Sometimes it is possible to knock the snow off of some of the lower branches with a pole. A broom can work well on shrubs and smaller trees. Be gentle, damage may occur to the bark, or you may even break branches accidentally. Remember, this can be dangerous. Always wear a hard hat and eye protection when working with trees, even knocking snow off the branches.
Most plant problems can be attributed to an inferior or lacking root system.
Whether we are looking at trees or turf, most plant problems can be attributed to the soil which is not allowing sufficient root development to support the top health of the plant. Most insect and disease problems are the result of environmental stress. If we can improve the growing conditions in their environment, they are less susceptible to insects and disease. That is what we do at Mortensen Tree Service; we evaluate the soil to get at the root of the problem.
Mortensen Tree is on the cutting edge of science and plant health care. We are tirelessly promoting EnviroTree, Ultimate Turf, and other products produced by Solutions4Earth. These products are mostly food grade ingredients and are much more environmentally friendly than traditional synthetic programs.
Our biggest challenges in Colorado are soil health and adequate moisture. If we can promote a healthy soil, we can then produce roots to support healthy trees, plants, and turf in our landscapes.
Mortensen Tree is the distributor for Solutions4Earth, and you can purchase the products from us or have us apply them for you. I invite you to visit www.Solutions4Earth.com.
Shake the product well. I have found it easiest to set the jug on its side and rock it back and forth to be easiest for me.
Trees – Use full strength, apply from about three or four feet high to the ground directly on the bark. (Bark only full strength). Spray accurately avoiding contact with foliage. If applied near foliage like flowers planted around a tree, wet area first, apply EnviroTree, and then rinse foliage. Full strength applications are for bark only.
I generally use a Gilmour 2 quart pump sprayer. Look for one that has a wide mouth to make filling easy.
Lawns – Using an Ortho Dial-n-Spray sprayer set on 6 or 8, apply at least one quart per 1,000 square feet on good lawns. Correcting troubled lawns or first-time applications, I apply a gallon or more per 1,000 square feet. Repeat four to six times a year during growing season.
Water helps move the product thru the soil. Additional watering or rainfall is beneficial to the application.

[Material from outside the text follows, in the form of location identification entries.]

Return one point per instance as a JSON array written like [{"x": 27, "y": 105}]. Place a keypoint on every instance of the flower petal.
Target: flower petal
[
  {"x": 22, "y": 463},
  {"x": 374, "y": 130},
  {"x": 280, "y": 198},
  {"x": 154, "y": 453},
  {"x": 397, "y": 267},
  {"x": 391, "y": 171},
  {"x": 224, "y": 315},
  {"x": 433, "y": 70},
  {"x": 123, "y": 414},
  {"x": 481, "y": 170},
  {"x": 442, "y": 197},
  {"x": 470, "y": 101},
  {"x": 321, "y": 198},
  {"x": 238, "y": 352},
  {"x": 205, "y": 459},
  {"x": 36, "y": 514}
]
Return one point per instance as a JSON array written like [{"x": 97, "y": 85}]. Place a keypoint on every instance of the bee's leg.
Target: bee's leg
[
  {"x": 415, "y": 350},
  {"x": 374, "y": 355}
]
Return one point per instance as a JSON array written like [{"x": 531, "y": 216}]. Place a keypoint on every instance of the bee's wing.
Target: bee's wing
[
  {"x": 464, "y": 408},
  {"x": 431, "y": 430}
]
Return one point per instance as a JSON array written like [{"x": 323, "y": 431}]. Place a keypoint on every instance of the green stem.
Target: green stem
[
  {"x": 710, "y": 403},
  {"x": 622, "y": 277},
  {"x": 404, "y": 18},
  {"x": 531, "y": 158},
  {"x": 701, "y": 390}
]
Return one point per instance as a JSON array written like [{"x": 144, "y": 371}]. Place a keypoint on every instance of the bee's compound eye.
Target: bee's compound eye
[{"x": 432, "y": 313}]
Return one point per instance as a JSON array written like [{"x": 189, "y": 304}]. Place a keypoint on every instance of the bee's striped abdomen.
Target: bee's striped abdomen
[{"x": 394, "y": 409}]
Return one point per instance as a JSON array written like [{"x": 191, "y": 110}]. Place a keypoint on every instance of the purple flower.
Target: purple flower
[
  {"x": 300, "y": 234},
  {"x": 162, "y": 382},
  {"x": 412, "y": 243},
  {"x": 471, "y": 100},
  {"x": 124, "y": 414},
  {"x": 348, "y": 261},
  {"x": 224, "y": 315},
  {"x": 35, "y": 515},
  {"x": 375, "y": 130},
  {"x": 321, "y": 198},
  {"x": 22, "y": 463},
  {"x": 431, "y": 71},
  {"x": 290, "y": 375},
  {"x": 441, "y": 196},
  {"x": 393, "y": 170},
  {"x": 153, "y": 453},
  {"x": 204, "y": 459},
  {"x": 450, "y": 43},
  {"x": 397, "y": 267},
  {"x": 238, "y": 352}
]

I do “hot-rod” the Ortho sprayer by removing the screen on the end of the intake tube. This allows any of the larger particles to easily pass thru. On lawns, I generally go with 6 ounces per gallon rate on turf.
Flowers and shrubs – Use the Ortho Dial-n-Spray set at 1 or 2 ounces per gallon rate. Spray both the plants and the soil. Better yet, have ET to bottom of label on Ortho sprayer add water to top diluting in sprayer and continue spraying at 6.